If your best friend was running for vice president, would you vote for her? Sarah Palin's BFFs aren't so sure. In the clip above, Good Morning America sits down with Sarah Palin's best friends of 15 years, a group of Alaska moms who call themselves the "Elite 6." Though one of the friends was inexplicably absent, three of the four women said they are pro-choice and only one is committed to voting for the Republican ticket in November. Is it a bad sign when you're polling better among strangers than the women with whom you've shared so many skinny white chocolate mochas?
I have a tough time being friends with people I don't share basic political commonalities with. I wish I could, I really do. I worry that it makes me a petty and intolerant person, and I don't want to be either of those things. This may sound so stupid, but I really do worry about it.

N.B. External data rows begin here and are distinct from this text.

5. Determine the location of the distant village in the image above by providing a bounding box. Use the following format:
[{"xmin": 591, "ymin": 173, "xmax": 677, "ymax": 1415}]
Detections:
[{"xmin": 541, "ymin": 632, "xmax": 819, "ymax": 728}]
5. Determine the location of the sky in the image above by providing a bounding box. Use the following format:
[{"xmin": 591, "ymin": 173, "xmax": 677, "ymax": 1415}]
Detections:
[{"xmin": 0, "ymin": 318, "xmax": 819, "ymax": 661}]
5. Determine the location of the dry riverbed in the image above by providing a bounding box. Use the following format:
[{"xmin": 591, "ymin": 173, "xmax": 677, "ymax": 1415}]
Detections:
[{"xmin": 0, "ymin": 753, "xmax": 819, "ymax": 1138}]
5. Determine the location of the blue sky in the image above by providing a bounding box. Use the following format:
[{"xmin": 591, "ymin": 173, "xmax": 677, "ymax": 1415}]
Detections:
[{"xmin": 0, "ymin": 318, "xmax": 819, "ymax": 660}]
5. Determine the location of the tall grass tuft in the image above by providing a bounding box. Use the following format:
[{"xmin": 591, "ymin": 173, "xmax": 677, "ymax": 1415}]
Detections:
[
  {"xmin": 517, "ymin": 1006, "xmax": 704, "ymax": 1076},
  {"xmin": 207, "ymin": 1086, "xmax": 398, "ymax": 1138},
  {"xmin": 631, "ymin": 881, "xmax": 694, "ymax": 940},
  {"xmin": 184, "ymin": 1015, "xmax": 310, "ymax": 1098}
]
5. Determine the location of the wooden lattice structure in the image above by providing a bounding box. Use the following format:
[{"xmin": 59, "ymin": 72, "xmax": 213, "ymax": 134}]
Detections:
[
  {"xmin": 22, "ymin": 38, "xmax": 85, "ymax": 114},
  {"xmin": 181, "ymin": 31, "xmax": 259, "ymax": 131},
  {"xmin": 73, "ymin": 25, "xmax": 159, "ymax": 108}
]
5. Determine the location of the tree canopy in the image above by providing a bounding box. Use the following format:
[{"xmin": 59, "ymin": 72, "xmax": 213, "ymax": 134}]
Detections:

I mean, there's enough variety amongst the details of my friends' political views to keep it lively. Certainly I can roll with fiscal conservativism, although it doesn't float my personal boat. But to be close friends with someone who passionately believes that homosexual relationships are inferior to heterosexual ones? Or that women should be denied the right to choose their own reproductive paths? Or that the U.S. government has the unassailable moral right to pre-emptively strike against any nation deemed untrustworthy?
I...I just don't think I could do it. How do you guys do it? Seriously. Do you avoid politics talk altogether? Quietly put those views in a little box while you're with those friends, and let them be? How do you become, and stay, friends with those whose political views you find abhorrent?